Shkreli himself has pushed back on the entire framing. In a podcast interview earlier this year with entrepreneur James Altucher, he argued that the patients taking Daraprim never felt the price increase directly, since insurance and patient assistance programs absorbed most of it, and that the loudest critics were never the drug’s actual customers.

“When a journalist writes a headline like that, they are not reporting facts, they are telling you what to think.”
Martin Shkreli, paraphrasing his view of the “most hated man” label, on the James Altucher Show

It is a version of events that leaves out a great deal, including the securities fraud conviction and the specifics of how Daraprim’s price was set. But it is also, in its way, consistent with everything else about Shkreli’s public life: a genuine belief that the backlash was manufactured by people who needed a villain, and that he simply agreed to play the part more loudly than anyone expected.
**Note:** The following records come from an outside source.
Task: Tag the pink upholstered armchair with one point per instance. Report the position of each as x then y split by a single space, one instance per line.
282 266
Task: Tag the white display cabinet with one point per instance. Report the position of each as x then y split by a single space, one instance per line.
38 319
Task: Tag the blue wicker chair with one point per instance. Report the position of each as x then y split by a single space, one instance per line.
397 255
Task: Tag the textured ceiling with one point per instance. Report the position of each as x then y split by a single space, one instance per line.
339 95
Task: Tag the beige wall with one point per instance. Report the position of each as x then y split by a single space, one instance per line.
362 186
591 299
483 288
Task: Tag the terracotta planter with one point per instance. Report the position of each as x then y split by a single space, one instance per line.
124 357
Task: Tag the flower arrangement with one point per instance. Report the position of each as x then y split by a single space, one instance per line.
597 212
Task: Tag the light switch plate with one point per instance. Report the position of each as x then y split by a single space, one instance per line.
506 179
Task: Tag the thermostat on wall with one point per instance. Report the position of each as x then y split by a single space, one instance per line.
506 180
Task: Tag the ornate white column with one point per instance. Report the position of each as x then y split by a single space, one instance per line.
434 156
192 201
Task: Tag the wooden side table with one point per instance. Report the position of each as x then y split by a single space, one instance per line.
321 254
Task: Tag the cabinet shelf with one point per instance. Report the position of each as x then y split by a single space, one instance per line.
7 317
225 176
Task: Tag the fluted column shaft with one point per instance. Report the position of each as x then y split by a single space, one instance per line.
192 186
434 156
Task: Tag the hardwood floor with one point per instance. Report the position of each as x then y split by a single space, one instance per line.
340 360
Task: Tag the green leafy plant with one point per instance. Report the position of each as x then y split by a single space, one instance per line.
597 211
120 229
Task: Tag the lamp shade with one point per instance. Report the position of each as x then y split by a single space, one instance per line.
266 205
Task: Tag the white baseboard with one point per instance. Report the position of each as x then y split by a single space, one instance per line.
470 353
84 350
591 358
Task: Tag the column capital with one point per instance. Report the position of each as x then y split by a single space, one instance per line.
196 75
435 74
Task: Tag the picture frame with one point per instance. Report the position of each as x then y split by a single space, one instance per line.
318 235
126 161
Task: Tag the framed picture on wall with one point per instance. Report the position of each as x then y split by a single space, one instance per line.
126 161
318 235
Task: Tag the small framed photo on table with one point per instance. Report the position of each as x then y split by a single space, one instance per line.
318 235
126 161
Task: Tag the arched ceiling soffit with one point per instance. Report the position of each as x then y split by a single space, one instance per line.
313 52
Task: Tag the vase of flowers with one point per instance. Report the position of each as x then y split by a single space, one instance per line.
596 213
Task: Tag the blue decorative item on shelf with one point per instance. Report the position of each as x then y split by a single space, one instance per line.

A Villain Who Won’t Go Quiet

That willingness to lean into the role, rather than run from it, is precisely what makes his second act as a short-seller work as spectacle even when the trades themselves do not work. A hedge fund manager who quietly shorts a hyped biotech stock is doing his job. Shkreli doing it, narrating it, losing money on it in public, and then joking about how far from okay he is, turns an ordinary trade into content. His enemies get to keep hating him. His fans get to keep watching. And Shkreli, whether the position is up or down on any given day, gets exactly what he has always wanted most: everyone’s attention, all at once.

Back at his apartment, the livestream chat scrolls past faster than anyone could read it, a mix of insults and admiration that Shkreli seems to treat as functionally the same thing. He moves another chess piece. Somewhere, a stock he has bet against is either climbing or falling. Either way, by morning, he will have posted about it.